Who Ordered Memory Fences on an x86?

Wed Nov 5 22:00:31 PST 2008

Nick Sabalausky wrote:
> Call me a grumpy old fart, but I'd be happy just tossing fences in 
> everywhere (when a multicore is detected) and be done with the whole mess, 
> just because trying to wring every little bit of speed from, say, a 3+ GHz 
> multicore processor strikes me as a highly unworthy pursuit. I'd rather 
> optimize for the lower end and let the fancy overpriced crap handle it 
> however it will.
> 
> And that's even before tossing in the consideration that (to my dismay) most 
> code these days is written in languages/platforms (ex, "Ajaxy" web-apps) 
> that throw any notion of performance straight into the trash anyway (what's 
> 100 extra cycles here and there, when the browser/interpreter/OS/whatever 
> makes something as simple as navigation and text entry less responsive than 
> it was on a 1MHz 6502?).

Bartosz, Andrei, Sean and I have discussed this at length. My personal 
view is that nobody actually understands the proper use of fences (the 
CPU documentation on exactly what they do is frustratingly obtuse, which 
does not help at all). Then there's the issue of fences behaving very 
differently on different CPUs. If you use explicit fences, you have no 
hope of portability.

To address this, the idea we've been tossing about is to allow the only 
operations on shared variables to be read and write, implemented as 
compiler intrinsics:

shared int x;
...
int y = shared_read(x);
shared_write(x, y + 1);

which implements: int y = x++;

(Forget the names of the intrinsics for the moment.)
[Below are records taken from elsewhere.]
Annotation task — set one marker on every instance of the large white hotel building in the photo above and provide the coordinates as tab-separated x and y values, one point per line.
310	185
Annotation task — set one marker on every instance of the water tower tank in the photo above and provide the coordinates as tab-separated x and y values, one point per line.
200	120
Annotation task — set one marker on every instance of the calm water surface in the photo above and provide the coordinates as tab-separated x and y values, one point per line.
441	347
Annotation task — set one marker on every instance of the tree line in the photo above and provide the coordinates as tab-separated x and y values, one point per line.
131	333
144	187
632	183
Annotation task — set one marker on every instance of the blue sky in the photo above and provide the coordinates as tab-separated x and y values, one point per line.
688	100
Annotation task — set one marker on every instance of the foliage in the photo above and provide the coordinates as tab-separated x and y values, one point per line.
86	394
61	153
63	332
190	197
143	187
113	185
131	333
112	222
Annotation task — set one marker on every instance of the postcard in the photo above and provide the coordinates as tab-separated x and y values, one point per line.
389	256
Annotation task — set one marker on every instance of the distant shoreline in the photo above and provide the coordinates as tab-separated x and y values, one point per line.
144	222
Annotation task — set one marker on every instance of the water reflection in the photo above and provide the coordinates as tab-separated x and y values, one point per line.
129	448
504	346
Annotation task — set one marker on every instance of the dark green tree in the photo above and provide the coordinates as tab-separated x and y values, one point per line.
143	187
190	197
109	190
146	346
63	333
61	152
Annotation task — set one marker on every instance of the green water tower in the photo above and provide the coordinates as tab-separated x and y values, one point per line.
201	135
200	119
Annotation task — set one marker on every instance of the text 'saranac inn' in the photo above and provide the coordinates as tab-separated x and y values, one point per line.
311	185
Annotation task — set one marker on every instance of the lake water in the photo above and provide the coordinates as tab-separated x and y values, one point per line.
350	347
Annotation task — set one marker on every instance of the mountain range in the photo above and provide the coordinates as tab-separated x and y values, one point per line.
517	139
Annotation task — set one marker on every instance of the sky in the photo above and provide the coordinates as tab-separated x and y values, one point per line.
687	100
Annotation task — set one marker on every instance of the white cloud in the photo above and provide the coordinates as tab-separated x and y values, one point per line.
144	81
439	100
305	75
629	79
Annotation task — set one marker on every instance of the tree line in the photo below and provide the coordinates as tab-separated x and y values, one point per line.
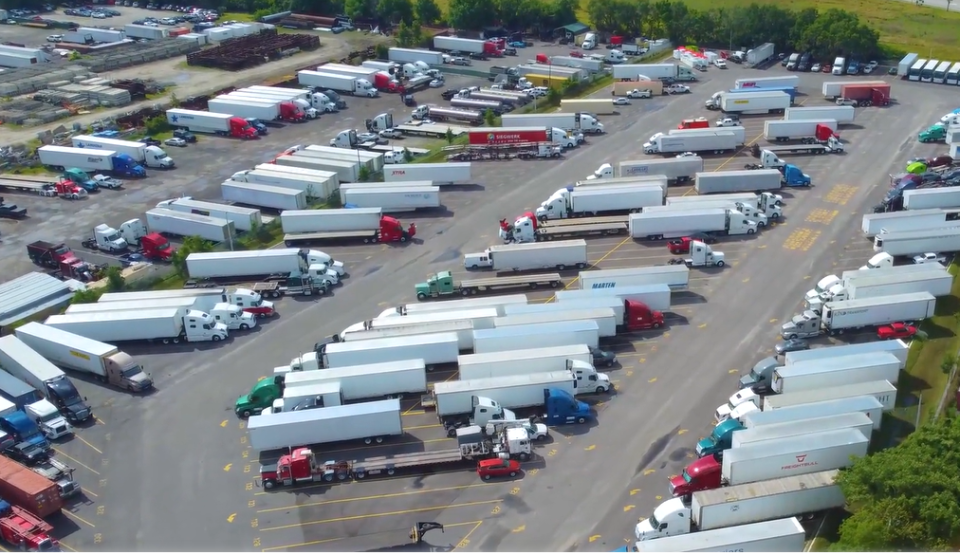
906	498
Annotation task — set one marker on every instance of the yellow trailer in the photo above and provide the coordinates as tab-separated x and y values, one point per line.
552	81
621	88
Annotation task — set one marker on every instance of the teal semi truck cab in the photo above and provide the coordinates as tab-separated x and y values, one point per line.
262	395
719	439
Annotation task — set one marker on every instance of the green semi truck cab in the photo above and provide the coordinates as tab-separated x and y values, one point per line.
439	284
720	439
936	132
261	396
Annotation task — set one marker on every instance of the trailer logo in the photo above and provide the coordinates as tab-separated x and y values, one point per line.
801	463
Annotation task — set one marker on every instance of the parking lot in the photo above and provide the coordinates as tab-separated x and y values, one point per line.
177	459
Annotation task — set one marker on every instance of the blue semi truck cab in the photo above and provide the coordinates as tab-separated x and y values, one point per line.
562	408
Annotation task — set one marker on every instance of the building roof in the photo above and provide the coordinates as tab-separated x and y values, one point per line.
30	294
574	28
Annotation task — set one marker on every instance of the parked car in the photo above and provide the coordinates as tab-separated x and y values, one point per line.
896	330
497	468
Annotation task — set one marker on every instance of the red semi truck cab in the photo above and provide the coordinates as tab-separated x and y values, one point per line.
702	474
156	247
638	316
241	129
391	230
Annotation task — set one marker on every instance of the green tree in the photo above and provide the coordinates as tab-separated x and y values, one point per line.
470	14
428	11
906	498
395	10
115	279
190	245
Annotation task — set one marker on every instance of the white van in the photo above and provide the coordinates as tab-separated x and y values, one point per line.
838	66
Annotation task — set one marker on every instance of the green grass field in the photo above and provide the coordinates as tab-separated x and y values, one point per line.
903	26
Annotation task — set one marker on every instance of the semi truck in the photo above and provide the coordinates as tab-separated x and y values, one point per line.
370	422
105	362
676	170
595	201
226	125
882	390
814	375
654	226
266	196
831	450
674	277
170	222
440	174
167	325
912	220
907	243
718	142
762	373
434	349
530	256
347	172
347	84
721	438
655	72
795	496
26	364
922	199
588	380
605	318
555	334
369	381
843	316
753	103
147	155
394	199
314	183
809	131
840	114
63	157
256	265
498	303
366	224
785	535
737	181
571	121
244	219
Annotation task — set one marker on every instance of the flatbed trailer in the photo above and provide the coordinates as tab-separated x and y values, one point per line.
365	235
585	221
474	286
578	229
794	149
431	130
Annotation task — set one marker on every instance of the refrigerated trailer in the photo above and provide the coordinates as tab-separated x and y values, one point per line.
369	422
882	390
906	243
841	114
440	174
557	334
266	196
244	219
912	220
171	222
922	199
737	181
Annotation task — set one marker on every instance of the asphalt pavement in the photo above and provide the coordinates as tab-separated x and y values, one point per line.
177	460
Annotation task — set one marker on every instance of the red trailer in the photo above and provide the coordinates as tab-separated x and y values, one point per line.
25	531
867	95
509	135
21	486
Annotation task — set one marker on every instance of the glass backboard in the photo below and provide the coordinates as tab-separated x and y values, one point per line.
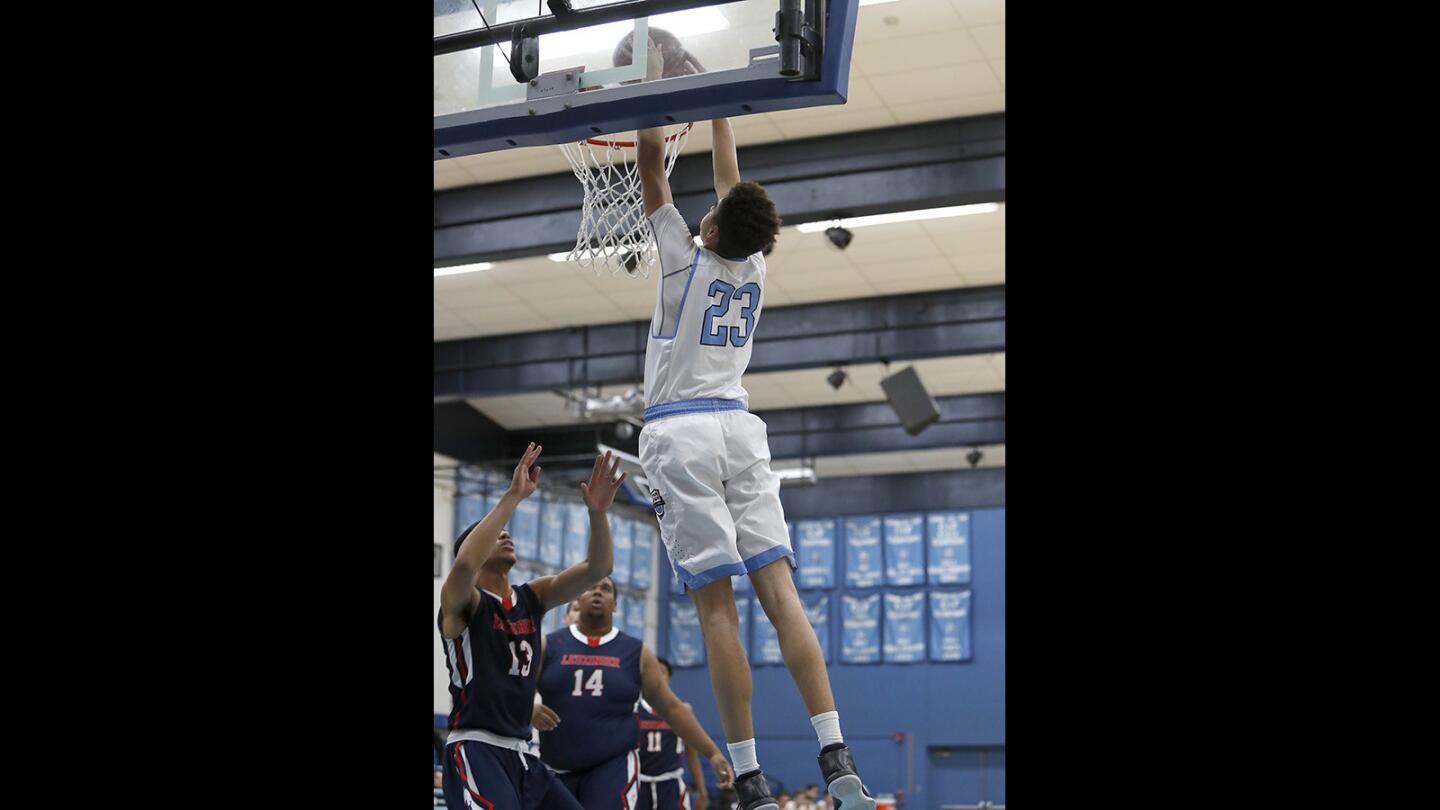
729	58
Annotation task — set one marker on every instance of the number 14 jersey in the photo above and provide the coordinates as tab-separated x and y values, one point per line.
592	685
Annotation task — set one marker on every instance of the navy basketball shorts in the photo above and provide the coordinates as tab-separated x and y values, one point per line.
609	786
664	794
487	777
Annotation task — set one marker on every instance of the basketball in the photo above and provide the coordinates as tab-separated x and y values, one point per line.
678	62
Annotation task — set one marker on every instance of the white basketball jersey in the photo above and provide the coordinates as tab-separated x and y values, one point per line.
706	312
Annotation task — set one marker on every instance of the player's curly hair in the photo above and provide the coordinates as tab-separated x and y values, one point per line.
748	221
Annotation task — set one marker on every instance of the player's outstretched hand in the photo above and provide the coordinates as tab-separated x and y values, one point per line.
725	777
599	490
545	718
524	480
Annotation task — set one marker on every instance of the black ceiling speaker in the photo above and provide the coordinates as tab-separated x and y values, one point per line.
912	402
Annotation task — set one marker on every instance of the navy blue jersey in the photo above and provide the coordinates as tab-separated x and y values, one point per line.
493	665
660	748
594	688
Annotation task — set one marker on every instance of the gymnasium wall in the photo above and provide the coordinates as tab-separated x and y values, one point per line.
444	535
941	705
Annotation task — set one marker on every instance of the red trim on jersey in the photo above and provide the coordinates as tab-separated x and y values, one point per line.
464	678
460	665
460	768
625	793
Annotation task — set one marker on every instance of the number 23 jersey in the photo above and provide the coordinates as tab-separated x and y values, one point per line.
706	312
592	685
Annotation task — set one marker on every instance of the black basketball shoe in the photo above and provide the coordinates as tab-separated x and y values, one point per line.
843	783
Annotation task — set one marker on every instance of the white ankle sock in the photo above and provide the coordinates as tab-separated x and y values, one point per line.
742	755
827	728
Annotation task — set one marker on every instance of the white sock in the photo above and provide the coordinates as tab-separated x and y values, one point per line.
827	728
742	755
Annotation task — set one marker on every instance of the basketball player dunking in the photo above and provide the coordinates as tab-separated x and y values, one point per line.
592	678
707	459
491	636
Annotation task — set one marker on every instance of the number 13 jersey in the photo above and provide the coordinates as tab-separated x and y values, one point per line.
592	685
493	666
706	312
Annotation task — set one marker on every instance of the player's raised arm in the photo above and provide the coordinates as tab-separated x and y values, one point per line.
723	157
458	594
599	559
678	715
697	776
650	156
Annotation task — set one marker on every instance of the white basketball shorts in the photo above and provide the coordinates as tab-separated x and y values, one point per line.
710	482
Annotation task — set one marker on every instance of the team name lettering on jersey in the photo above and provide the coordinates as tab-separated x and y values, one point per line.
570	659
520	627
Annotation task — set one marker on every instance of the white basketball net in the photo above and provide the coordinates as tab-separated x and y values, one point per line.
614	231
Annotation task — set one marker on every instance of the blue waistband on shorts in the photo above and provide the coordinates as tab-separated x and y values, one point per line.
691	407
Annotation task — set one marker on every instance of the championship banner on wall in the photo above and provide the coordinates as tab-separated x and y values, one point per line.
524	528
635	617
621	610
765	642
905	549
949	626
863	565
576	533
552	532
470	500
949	539
905	627
645	544
815	552
817	608
860	630
621	541
686	644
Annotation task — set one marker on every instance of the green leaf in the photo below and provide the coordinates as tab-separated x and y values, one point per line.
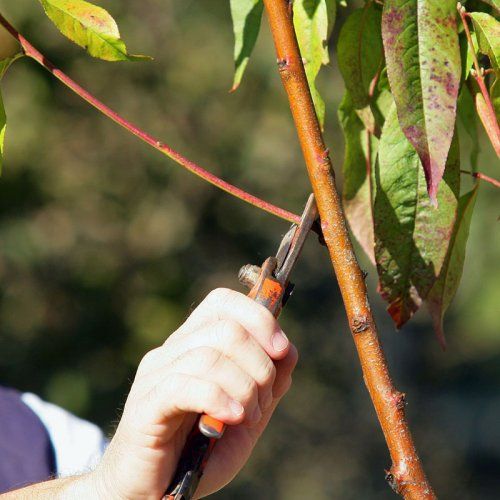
89	26
467	116
495	4
4	66
314	21
445	288
487	30
246	15
360	57
423	66
356	170
411	236
467	55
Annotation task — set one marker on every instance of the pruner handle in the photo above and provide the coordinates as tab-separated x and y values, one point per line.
269	292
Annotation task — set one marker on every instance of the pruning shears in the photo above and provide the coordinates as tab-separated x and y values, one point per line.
270	286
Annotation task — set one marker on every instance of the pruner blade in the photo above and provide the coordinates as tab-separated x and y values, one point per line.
293	242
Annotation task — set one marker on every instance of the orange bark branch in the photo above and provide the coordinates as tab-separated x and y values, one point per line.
181	160
406	475
484	106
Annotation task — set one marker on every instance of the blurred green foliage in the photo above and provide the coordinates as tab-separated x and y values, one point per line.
105	246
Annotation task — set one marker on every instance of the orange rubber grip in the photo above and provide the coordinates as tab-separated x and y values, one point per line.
269	293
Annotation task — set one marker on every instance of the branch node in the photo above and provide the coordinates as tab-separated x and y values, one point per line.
283	64
391	479
400	400
360	325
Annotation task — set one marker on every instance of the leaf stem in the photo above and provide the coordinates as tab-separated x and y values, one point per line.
192	167
406	476
485	109
484	177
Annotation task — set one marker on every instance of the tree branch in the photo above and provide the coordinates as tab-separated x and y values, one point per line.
485	178
484	106
192	167
406	475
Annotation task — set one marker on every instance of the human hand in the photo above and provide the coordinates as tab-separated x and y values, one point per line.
229	360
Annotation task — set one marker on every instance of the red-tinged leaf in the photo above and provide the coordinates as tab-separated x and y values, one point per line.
489	120
423	66
411	236
359	162
443	292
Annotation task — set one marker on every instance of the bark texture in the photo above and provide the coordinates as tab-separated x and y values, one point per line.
406	475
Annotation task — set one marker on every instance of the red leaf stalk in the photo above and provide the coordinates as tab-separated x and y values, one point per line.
484	107
406	475
192	167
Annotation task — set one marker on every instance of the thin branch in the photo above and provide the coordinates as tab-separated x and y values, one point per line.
406	475
484	108
484	177
33	53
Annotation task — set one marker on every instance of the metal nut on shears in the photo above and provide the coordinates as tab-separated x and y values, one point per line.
248	275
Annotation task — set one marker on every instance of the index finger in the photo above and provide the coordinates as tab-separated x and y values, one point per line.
223	303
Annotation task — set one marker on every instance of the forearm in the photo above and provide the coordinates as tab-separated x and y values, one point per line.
72	488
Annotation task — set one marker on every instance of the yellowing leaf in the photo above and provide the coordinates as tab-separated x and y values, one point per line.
89	26
4	66
360	55
314	21
246	15
446	286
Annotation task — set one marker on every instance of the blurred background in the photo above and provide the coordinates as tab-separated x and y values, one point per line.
105	246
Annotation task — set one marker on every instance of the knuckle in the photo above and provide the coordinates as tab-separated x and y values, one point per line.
251	389
212	394
148	361
232	333
206	358
219	296
267	373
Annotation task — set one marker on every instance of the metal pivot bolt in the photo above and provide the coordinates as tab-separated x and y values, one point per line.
248	275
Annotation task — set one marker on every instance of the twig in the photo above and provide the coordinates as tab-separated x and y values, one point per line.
484	177
406	475
485	110
33	53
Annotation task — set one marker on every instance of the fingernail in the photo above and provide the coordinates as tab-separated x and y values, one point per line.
236	408
280	341
268	401
256	415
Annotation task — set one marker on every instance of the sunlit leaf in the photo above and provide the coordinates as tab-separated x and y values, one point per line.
4	66
314	21
446	286
467	54
89	26
360	57
423	66
411	236
487	30
495	4
356	169
246	15
467	116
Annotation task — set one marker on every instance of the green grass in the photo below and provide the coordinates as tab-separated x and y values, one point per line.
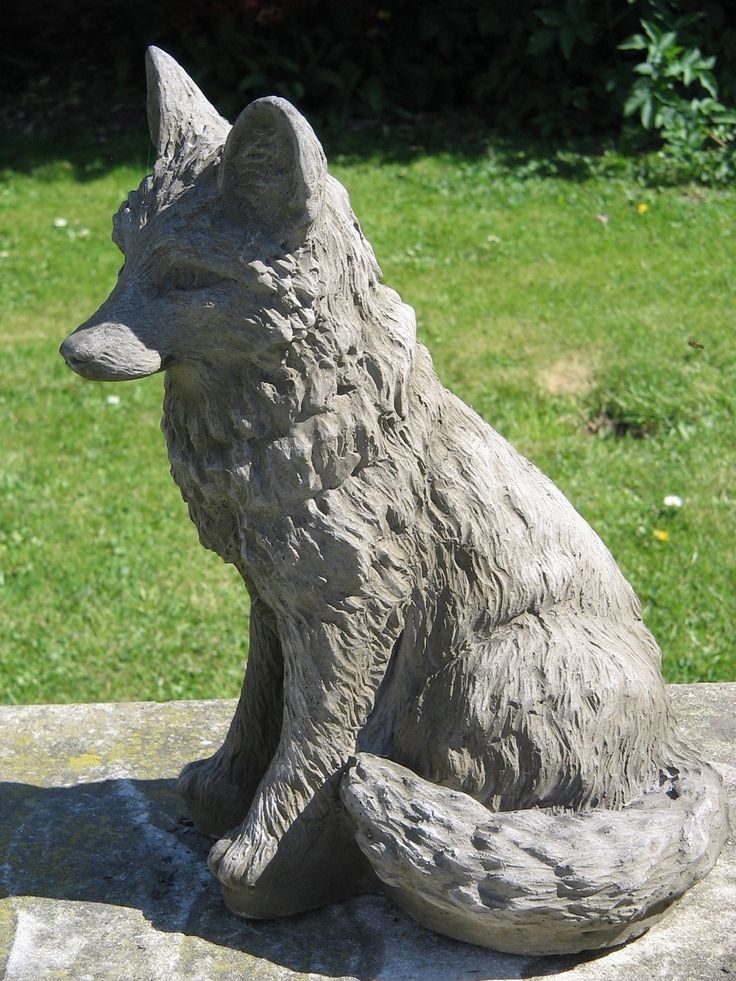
569	333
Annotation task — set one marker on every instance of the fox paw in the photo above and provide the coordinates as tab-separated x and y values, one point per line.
239	862
215	802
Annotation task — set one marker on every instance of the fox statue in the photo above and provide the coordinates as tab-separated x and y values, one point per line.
450	695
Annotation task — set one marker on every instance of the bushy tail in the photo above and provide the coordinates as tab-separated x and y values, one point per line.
534	881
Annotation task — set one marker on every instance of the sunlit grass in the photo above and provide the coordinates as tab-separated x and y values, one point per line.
559	308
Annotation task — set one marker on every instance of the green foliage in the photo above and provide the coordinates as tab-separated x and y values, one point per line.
588	319
676	94
663	70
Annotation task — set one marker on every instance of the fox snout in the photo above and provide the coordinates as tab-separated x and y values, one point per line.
108	349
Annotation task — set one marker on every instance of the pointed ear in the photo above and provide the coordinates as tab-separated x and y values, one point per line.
177	110
275	170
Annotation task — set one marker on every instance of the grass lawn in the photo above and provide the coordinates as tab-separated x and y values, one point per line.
586	317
Yes, it's painfully explicit. But it's easy to visually verify 
correctness, and one can grep for them for code review purposes. Each 
shared_read and shared_write are guaranteed to be sequentially 
consistent, within a thread as well as among multiple threads.

How they are implemented is up to the compiler. The compiler can do the 
naive approach and lard them up with airtight fences, or a more advanced 
compiler can do data flow analysis and compute a reasonable minimum 
number of fences required.

The point here is that only *one* person needs to know how the fences 
actually work on the target CPU, the person who writes the compiler back 
end. And even that person only needs to solve the problem once. I think 
that's a far more tractable problem than trying to educate every 
programmer out there on the subtleties of fences for every CPU variant.

Yes, this screws down very tightly what can be done with shared 
variables. Once we get this done, and get it right, we'll be able to see 
much more clearly where the right places are to loosen those screws.